A cohort study by Souter et al. in the Washington state highlighted the importance of vigilant selection of patients requiring steroid administration in the late preterm period. There was a higher prevalence of respiratory complications among newborns delivered at 34 and 35 weeks who were eligible for steroids as compared to the ineligible ones, while there was no difference among those delivered at 36 weeks. This finding was consistent with our study where we found a significantly higher rate of respiratory morbidities in the non-steroid group between 34 and 34 weeks 6 days than between 35 and 36 weeks 6 days.

The occurrence of neonatal hypoglycaemia was similar among both the groups in our study. This was comparable to the original trial of antenatal steroids where similar finds were noted [22]. However, some recent trials show that there is a higher occurrence of neonatal hypoglycaemia in the steroid group [12].

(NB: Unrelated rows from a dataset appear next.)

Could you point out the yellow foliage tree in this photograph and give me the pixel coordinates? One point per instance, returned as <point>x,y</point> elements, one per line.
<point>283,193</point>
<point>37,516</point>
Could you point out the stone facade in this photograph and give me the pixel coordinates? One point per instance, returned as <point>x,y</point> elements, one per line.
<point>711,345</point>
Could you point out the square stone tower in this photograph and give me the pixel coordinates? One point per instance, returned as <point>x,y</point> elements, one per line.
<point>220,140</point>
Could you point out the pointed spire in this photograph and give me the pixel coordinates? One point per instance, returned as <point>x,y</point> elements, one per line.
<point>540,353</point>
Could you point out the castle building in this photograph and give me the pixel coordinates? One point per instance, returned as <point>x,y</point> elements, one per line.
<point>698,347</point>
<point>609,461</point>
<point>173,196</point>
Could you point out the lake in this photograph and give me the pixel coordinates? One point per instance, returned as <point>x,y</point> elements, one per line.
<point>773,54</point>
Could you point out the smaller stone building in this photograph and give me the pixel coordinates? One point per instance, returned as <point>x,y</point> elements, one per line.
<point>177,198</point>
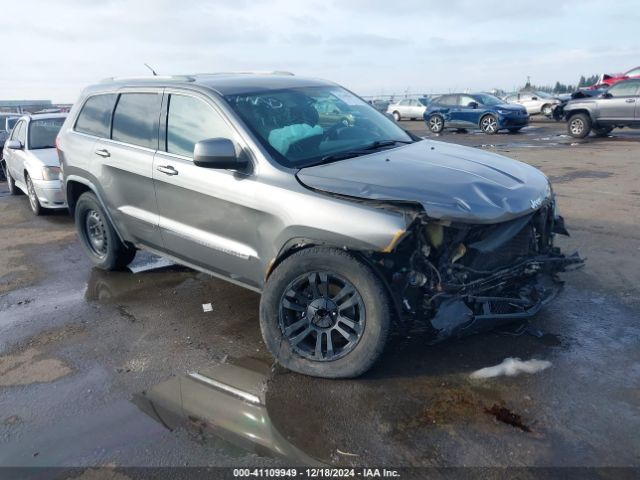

The American College of Obstetricians and Gynaecologists (ACOG) recommends that betamethasone can be given in those women between 34 and 36 weeks 6 days of gestation who are at a risk of preterm birth within 7 days and have not received a prior antenatal corticosteroid course [23].

Our study thus elucidates the beneficial effects of corticosteroid administration in the late preterm period.

Limitations: The patients who had received an earlier course of antenatal corticosteroids were not excluded in our study as the data were not available. The number of doses of the corticosteroids was not considered. The retrospective nature and the small sample size were some of the limitations of our study.

Conclusion

Antenatal corticosteroids administered to patients between 34 and 36 weeks 6 days reduce respiratory morbidity, requirement of invasive ventilation, respiratory distress syndrome, hyperbilirubinemia requiring phototherapy and the incidence of NICU admissions in their newborns.